Apenas o cascatear da água da fonte se ouviu por minutos. Naoko procurava o que não entendia nas íris douradas. Hisoka devolvia o olhar. Os dois eram silêncio e dúvida.

— A luta não importa como antes.

— Você só pode estar brincando! — A voz de Naoko se alterou.

— Não.

Ela encostou na mureta atrás de si mesma e deixou escapar um riso irônico.

— Então o quer que agora, Hisoka? Vai dizer que sou eu?

A ironia fugiu do rosto dela no exato instante que ele afirmou. Naoko aproximou seu rosto do dele até alcançar uma distância íntima.

— Qual é o seu jogo agora? — A raiva doou à voz um tom rouco. — Ferra com a minha cabeça e agora quer me levar pra cama?

— É você quem está sugerindo a segunda parte. A primeira, eu assumo.

— Então o quê? Romance? Que tipo de maluco você é?

— Do tipo que quer pagar pra ver se minhas cartas estão certas.

Naoko respirou fundo. Precisava controlar sua raiva antes que ela se manifestasse de forma exagerada. A tentativa de abafá-la lhe gerou outro riso e logo Naoko passou a controlar a vontade de rir e os lábios trêmulos.

— O que suas cartas disseram?

Hisoka desviou o olhar para o lado como se tivesse averiguando se alguém se aproximava. Sentiu-se idiota por ter respondido sem medir as palavras e agora estava prestes a se tornar motivo de deboche. A única saída era mentir.

— Antes de eu te conhecer puxei uma carta para ver o que ela me diria sobre você. — Pausou notando a sobrancelha arqueada de Naoko. — Tirei a rainha de copas. — Exibiu a carta.

— E?

— É óbvio, não?

— Nem um pouco. Não sou taróloga.

— Uma rainha e um coração. Não é difícil de entender.

— O quê? Eu sou uma espécie de paixão prometida?

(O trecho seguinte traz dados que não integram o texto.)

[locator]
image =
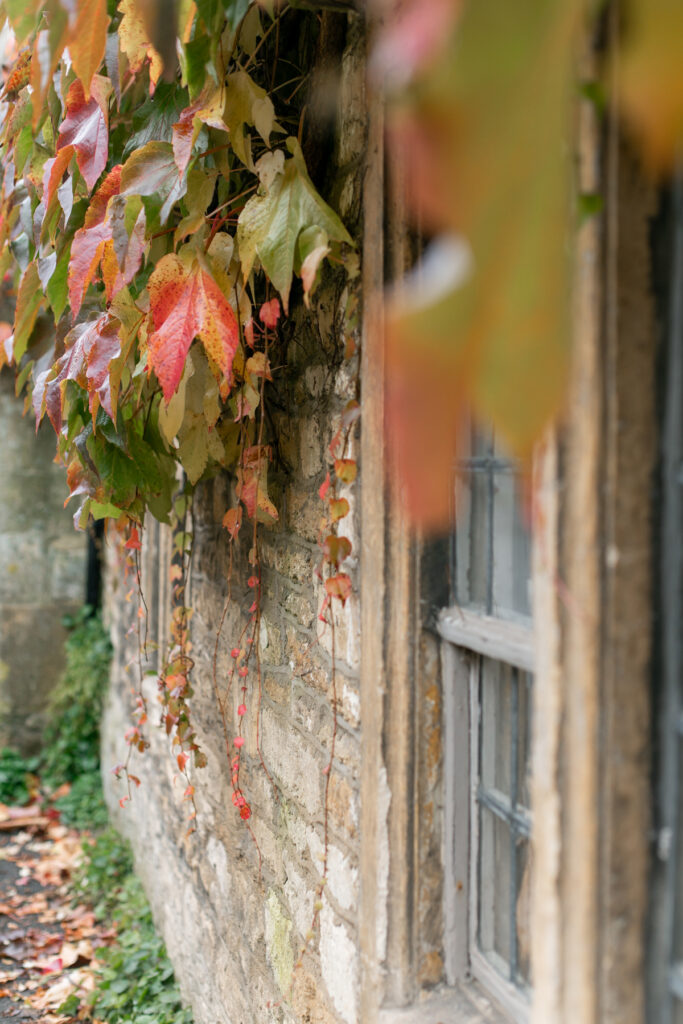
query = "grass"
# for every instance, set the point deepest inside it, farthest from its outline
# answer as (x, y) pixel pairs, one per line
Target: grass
(135, 983)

Hisoka não sabia como responder.

“Era melhor ter mentido. Sempre é mais fácil mentir.”

Naoko abafou o riso.

— Chega por hoje, benzinho. Você já encheu demais a minha cabeça. Ainda tenho trabalho a fazer, então aproveite a festa. — Despediu-se dando duas batidinhas no ombro dele.

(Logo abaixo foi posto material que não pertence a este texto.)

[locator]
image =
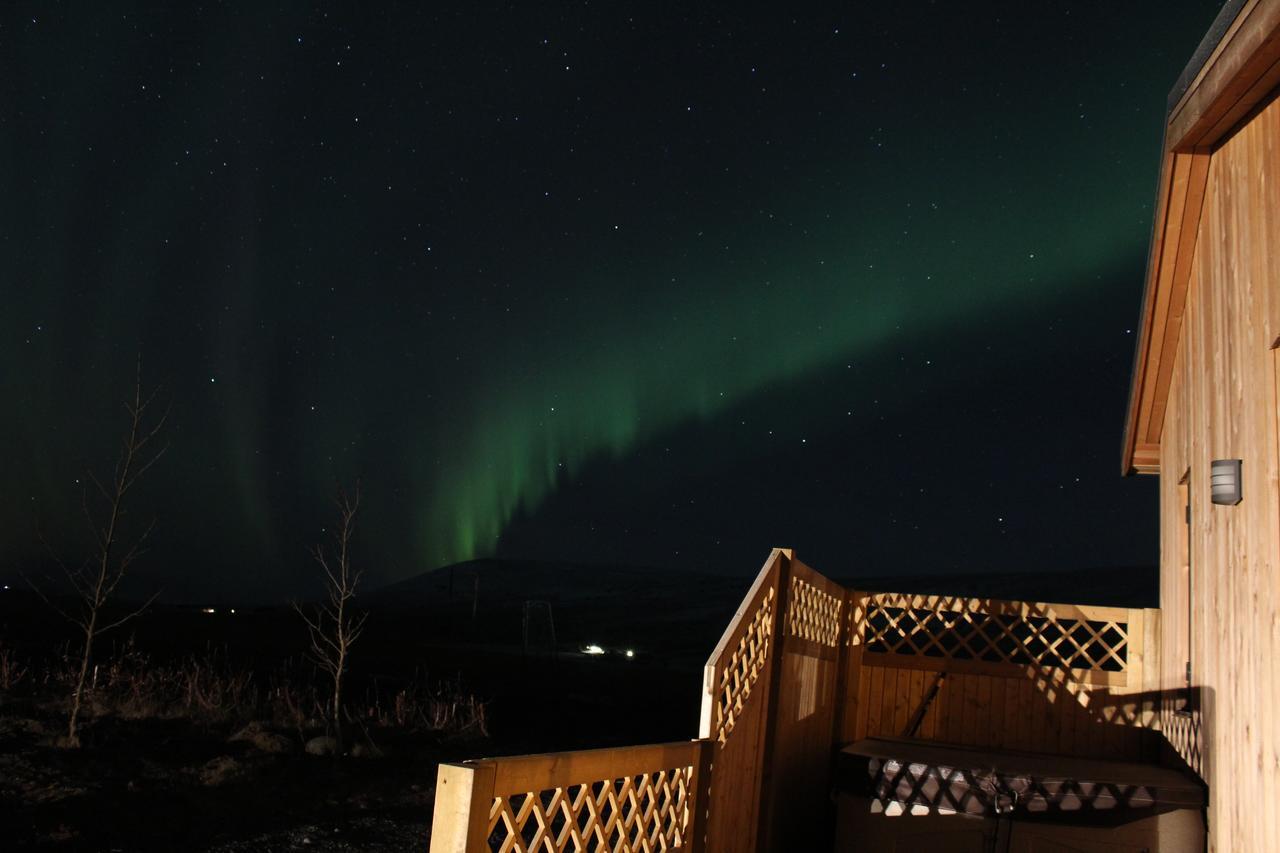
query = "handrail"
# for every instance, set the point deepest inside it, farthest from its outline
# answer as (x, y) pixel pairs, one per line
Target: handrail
(752, 614)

Hisoka segurou sua mão. Fitou a expressão surpresa de Naoko. Suavemente trouxe os braços dela para seu pescoço. Um e depois o outro. Segurou-a pela cintura.

Naquele instante, Naoko lembrou da forma lasciva com a qual Hisoka agia de vez em quando e preferiu que ele estivesse lhe tratando assim. A seriedade implicava uma resposta clara, diferente das insinuações que poderiam ser cortadas com grosseria. Sentiu o abraço dele. Prendeu a respiração para impedir seu rosto de transparecer as emoções que lhe tomavam. Racionalizava tudo para não se perder nelas. 

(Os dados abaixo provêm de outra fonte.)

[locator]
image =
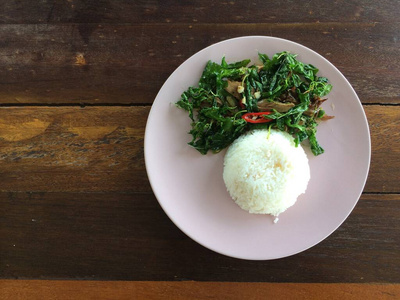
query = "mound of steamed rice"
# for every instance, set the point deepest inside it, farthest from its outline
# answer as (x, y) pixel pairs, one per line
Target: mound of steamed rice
(265, 172)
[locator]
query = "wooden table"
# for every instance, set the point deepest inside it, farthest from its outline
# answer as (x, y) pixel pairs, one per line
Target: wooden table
(78, 216)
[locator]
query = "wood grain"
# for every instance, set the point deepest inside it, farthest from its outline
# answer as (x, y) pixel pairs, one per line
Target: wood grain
(29, 289)
(100, 149)
(127, 236)
(167, 11)
(128, 63)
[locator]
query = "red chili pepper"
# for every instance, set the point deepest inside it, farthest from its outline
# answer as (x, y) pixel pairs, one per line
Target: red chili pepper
(257, 117)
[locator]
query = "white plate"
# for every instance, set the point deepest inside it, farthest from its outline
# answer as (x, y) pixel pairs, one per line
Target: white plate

— Eu sempre insisto até conseguir o que quero... Mas você não é uma coisa. — Hisoka tornou cativo o olhar de Naoko. — Então eu vou dizer uma vez e ficarei com a primeira resposta que você me der.

Os lábios de Naoko se desprenderam um do outro. O coração aumentou as batidas. O rosto sentiu um calor quase febril. Estava relaxada nos braços de Hisoka. Precisava sair dali.  

— Eu quero você. — Hisoka disse. Suave e simples. Sem deboche, malícia ou o tom afetado que costumava imprimir na fala.

A voz chegou à mente de Naoko com desconfiança. Não era possível que Hisoka se comportasse de outro modo que não fosse execrável. Menos possível ainda que estivesse falando sério. Quem em sã consciência se envolveria com alguém feito ele? Não existia escolher entre um “sim” e um “não”. Só havia uma única opção. Qualquer ideia fora de um “não” absoluto era inconcebível.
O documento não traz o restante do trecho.